Cache parenthesized expression boundaries in the formatter by charliermarsh · Pull Request #26344 · astral-sh/ruff

charliermarsh · 2026-06-24T23:45:19Z

Summary

Formatting frequently asks whether an expression was parenthesized in the source. Prior to this change, each check re-tokenized the surrounding source and skipped trivia independently, even though the parser token stream is already available.

This PR builds TriviaRanges in the same token traversal that collects comment ranges. It stores those ranges alongside a ParenthesizedExpressions index backed by a single FxHashSet<TextRange>, so comment placement and PyFormatContext share the same source-boundary data. Hot-path checks become one lookup without an additional token traversal or source-scanning fallback.

Formatter paths that need the full parenthesized range continue to use the parsed-token parentheses_iterator.

astral-sh-bot · 2026-06-24T23:51:09Z

`ruff-ecosystem` results

Linter (stable)

✅ ecosystem check detected no linter changes.

Linter (preview)

✅ ecosystem check detected no linter changes.

Formatter (stable)

✅ ecosystem check detected no format changes.

Formatter (preview)

✅ ecosystem check detected no format changes.

codspeed-hq · 2026-06-24T23:51:18Z

Merging this PR will improve performance by 6.4%

⚠️

Different runtime environments detected

Some benchmarks with significant performance changes were compared across different runtime environments,
which may affect the accuracy of the results.

Open the report in CodSpeed to investigate

⚡ 4 improved benchmarks
✅ 143 untouched benchmarks
⏩ 4 skipped benchmarks¹

Performance Changes

	Mode	Benchmark	`BASE`	`HEAD`	Efficiency
⚡	Simulation	`formatter[large/dataset.py]`	9.2 ms	8.4 ms	+9.92%
⚡	Simulation	`formatter[numpy/ctypeslib.py]`	1.8 ms	1.7 ms	+5.52%
⚡	Simulation	`formatter[pydantic/types.py]`	3.5 ms	3.3 ms	+5.37%
⚡	Simulation	`formatter[unicode/pypinyin.py]`	669.8 µs	638.9 µs	+4.85%

Tip

Curious why this is faster?
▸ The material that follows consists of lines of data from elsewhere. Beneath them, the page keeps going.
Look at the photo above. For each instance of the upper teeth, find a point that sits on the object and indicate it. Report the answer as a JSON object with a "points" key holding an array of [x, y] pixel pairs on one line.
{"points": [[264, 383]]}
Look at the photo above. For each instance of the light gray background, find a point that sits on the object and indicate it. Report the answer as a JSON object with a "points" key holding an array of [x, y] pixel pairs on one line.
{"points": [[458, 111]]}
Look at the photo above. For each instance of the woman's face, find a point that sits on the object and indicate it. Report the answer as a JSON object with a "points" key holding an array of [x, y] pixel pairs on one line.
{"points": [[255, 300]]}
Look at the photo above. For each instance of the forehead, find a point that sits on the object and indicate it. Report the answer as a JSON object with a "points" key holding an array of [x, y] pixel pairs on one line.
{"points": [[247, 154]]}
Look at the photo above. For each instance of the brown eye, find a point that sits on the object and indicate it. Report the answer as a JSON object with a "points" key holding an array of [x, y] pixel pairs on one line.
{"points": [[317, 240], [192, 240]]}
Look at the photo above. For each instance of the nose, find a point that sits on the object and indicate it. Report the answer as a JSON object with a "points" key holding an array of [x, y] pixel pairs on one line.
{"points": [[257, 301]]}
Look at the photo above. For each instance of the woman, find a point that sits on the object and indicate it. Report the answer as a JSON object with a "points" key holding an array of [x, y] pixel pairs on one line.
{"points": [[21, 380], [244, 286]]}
Use the CodSpeed MCP and ask your agent.

_{Comparing charlie/codex-formatter-parentheses-index (cc9584b) with main (645dca3)}

4 benchmarks were skipped, so the baseline results were used instead. If they were deleted from the codebase, click here and archive them to remove them from the performance reports. ↩

MichaReiser

Nice

MichaReiser · 2026-06-26T07:05:18Z

+        comments: &'a Comments<'a>,
+        context: &PyFormatContext,


Do we need to pass both? context contains comments

MichaReiser · 2026-06-26T07:06:49Z

+/// this index once avoids re-tokenizing the source for every expression.
+#[derive(Debug)]
+pub(crate) struct ParenthesesIndex {
+    ranges: FxHashSet<TextRange>,


Have you compared this version with a Vec<TextRange> with binary search?

MichaReiser · 2026-06-26T07:08:23Z

+pub(crate) fn is_expression_parenthesized(expr: ExprRef, context: &PyFormatContext) -> bool {
+    context.is_expression_parenthesized(expr)
+}


Two alternatives:

a) Make it a method on context. IMO, reads slightly nicer: context.is_expression_parenthesized(expr)
b) Define a new trait and implement it for ExprRef, Expr which has a is_parenthesized(context) method

MichaReiser · 2026-06-26T07:09:24Z

+
 /// Returns `true` if the [`ExprRef`] is enclosed by parentheses in the source code.
-pub(crate) fn is_expression_parenthesized(
+pub(crate) fn is_expression_parenthesized(expr: ExprRef, context: &PyFormatContext) -> bool {


Can we delete this function. It looks like codex got tired of rewriting all call sites. But I rather prefer that over having this wrapper

MichaReiser · 2026-06-26T07:13:45Z

+
+/// Returns `true` if the [`ExprRef`] is enclosed by parentheses by re-tokenizing the surrounding
+/// source. Prefer [`is_expression_parenthesized`] when a formatting context is available.
+pub(crate) fn is_expression_parenthesized_in_source(


It's unfortunate that we still need this function only for comment placement. Any chance we could compute the ParenthesizedExpressions index earlier and pass it to context instead? That would also eliminate the need for AssertEquivalent (which codex claims isn't equivalent, the new version is stricter because it matches pairs where the old implementation did not)

MichaReiser · 2026-06-26T07:16:18Z

+        let mut stack = Vec::<Option<TextSize>>::new();
+        let mut previous_end = None;
+
+        for token in tokens {


It's a bit unfortunate that this requires a full tokens traversal.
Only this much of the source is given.